孟大娘一看,双眸变得无限地大,呵呵呵呵地只管笑,她坐在冰凉刺骨的地上,却好似坐在温暖如春的花园里,笑起来连巾帕都遮不住嘴巴,茹仙生怕孟大娘乐不可支地一口吞了丝帕。
“哎呦喂,好一个清肌莹骨的美人,可不就是金子嘛,不不不,不是金子,是金山,金山哪!”
“好大娘,这回我可是给你拣了个聚宝盆!”
“不对!”孟大娘的双眸变得无限地小,“不对,不对,这人怕是不中用了,是个要死的人了!”
“她的手还是热乎的,大娘,你摸摸!我看还有得救!”
孟大娘使劲地掐揉搓女子的双手,又学着江湖郎中的样子狠命地按下女子的人中。
“算了,死马当活马医吧,茹仙,帮我搭把手,把她驮到后院的小阁楼去。

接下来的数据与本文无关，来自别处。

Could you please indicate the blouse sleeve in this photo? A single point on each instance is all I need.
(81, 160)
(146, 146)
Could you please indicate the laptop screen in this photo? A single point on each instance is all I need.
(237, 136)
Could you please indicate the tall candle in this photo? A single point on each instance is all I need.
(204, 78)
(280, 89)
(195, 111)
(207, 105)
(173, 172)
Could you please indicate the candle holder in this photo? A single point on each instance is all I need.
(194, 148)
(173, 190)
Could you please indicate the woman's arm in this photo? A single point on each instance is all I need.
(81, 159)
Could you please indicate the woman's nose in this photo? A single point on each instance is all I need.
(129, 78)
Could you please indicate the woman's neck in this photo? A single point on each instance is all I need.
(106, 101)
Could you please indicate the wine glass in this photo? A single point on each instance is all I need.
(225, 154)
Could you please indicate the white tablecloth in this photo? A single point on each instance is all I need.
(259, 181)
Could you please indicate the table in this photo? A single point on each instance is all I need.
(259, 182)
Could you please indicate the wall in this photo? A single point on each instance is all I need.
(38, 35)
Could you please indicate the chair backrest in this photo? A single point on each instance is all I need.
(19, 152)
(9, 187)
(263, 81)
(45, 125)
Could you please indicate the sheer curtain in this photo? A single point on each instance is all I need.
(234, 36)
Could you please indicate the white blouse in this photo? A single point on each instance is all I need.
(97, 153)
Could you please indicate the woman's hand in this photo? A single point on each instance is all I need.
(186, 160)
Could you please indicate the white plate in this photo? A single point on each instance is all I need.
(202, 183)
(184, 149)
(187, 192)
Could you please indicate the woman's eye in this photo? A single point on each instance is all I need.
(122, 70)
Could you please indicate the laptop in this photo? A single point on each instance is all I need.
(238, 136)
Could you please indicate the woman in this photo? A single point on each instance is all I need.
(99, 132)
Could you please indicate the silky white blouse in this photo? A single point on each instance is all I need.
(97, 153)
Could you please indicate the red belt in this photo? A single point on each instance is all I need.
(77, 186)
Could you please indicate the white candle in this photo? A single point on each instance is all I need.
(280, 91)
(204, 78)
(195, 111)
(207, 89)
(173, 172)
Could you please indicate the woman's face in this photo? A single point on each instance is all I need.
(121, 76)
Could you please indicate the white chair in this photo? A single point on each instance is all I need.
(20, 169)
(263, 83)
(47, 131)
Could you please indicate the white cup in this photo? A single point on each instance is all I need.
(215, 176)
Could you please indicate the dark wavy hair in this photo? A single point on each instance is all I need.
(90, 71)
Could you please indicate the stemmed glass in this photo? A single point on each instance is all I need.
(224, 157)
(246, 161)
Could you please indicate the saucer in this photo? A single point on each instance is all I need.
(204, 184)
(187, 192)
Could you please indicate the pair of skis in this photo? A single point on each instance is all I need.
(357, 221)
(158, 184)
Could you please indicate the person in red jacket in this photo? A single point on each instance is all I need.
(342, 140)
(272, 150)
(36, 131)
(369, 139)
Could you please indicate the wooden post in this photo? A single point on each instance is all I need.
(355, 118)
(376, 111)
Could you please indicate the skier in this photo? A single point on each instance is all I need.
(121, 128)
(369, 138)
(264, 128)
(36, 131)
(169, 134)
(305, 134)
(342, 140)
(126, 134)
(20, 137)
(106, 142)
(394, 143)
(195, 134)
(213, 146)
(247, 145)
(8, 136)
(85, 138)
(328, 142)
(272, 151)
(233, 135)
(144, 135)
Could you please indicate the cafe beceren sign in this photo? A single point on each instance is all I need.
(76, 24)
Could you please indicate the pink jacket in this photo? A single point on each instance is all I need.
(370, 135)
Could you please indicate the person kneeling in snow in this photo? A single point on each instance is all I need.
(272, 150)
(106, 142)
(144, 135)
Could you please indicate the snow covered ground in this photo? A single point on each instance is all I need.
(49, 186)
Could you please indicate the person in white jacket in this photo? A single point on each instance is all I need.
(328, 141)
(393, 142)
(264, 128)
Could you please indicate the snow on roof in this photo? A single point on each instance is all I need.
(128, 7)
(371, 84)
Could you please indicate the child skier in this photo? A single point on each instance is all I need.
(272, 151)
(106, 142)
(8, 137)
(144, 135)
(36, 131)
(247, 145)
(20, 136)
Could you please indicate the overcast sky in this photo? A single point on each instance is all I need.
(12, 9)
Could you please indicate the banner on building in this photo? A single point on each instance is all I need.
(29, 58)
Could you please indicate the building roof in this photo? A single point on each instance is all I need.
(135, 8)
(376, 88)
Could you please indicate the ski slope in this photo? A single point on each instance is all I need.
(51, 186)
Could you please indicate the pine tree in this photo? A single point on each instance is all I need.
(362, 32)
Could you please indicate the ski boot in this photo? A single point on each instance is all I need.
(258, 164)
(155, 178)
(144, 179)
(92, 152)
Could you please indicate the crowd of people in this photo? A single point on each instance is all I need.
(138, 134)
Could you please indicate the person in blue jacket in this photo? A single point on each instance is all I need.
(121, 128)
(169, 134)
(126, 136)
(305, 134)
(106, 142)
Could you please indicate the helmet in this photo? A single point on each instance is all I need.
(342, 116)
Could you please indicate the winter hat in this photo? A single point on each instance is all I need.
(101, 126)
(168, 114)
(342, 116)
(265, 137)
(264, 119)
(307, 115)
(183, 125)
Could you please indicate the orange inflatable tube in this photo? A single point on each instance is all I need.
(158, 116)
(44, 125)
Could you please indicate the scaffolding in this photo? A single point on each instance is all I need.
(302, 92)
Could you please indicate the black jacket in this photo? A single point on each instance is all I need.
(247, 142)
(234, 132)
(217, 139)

”
“要不要请个郎中?”茹仙怯怯地问道。
“当然要请,你我又不会望闻问切!”孟大娘说完,又压低嗓子嘱咐茹仙道:“这件事,咱们可千万别声张出去,你偷偷地去义宁坊请邝大夫,就说我病了,赶紧去!\"
\"不对,不对!茹仙儿,回来!”茹仙已经跑了一射之地,又悻悻折返,“怎么了,小鼓大娘?”
“你先帮我搭把手,把这小娘子抬到小阁楼去!”
暖阳当空,长安城的积雪开始消融,平康坊里,管弦声响,不时还能听见胡姬弹奏凤首箜篌发出的声音,那鸣音拨人心弦。
邝文仲一手把脉一手捻须,神色凝重,不时细细端详病人的脸,过了一炷香的功夫,依旧沉默不言。
“怎么说?”孟大娘在床榻边坐下,焦急地问道,“你倒是吭个声啊?”
“哼!”
“你这哼哼什么意思?” 孟大娘诧异地嚷嚷起来。
“我看你财迷心窍,手段毒辣!人家女娃娃才多大,又打又罚,现下好了,病入肌理了,我看你就等着收尸吧!”
“呵,好你个邝老头,你这是吓唬我呢?你哪只眼睛看见是我欺负她了?你这几年医术没有进益多少,编派人的功夫倒是精进了! ”孟大娘气鼓鼓地骂道。
“你没苛待她?她会伤成这样?”邝文仲半信半疑地问道。
“世间男子都是打一个娘胎里出来的,但凡遇到个稍有姿色的,飞了三魂,走了气魄!你我相识数十载,我是那种肆意打杀人的假母吗?说出来你还别不信,这外面天寒地冻的,如果不是我和茹仙儿救了她,她怕早就香消玉殒了!真是以小人之心度君子之腹!”
“好好好,我就是小人,邝小人,行了吧?不是你做的便好,我怕你财迷心窍,做出那伤人的勾当,到时我都救不得你!”邝文仲郑重其事地说到。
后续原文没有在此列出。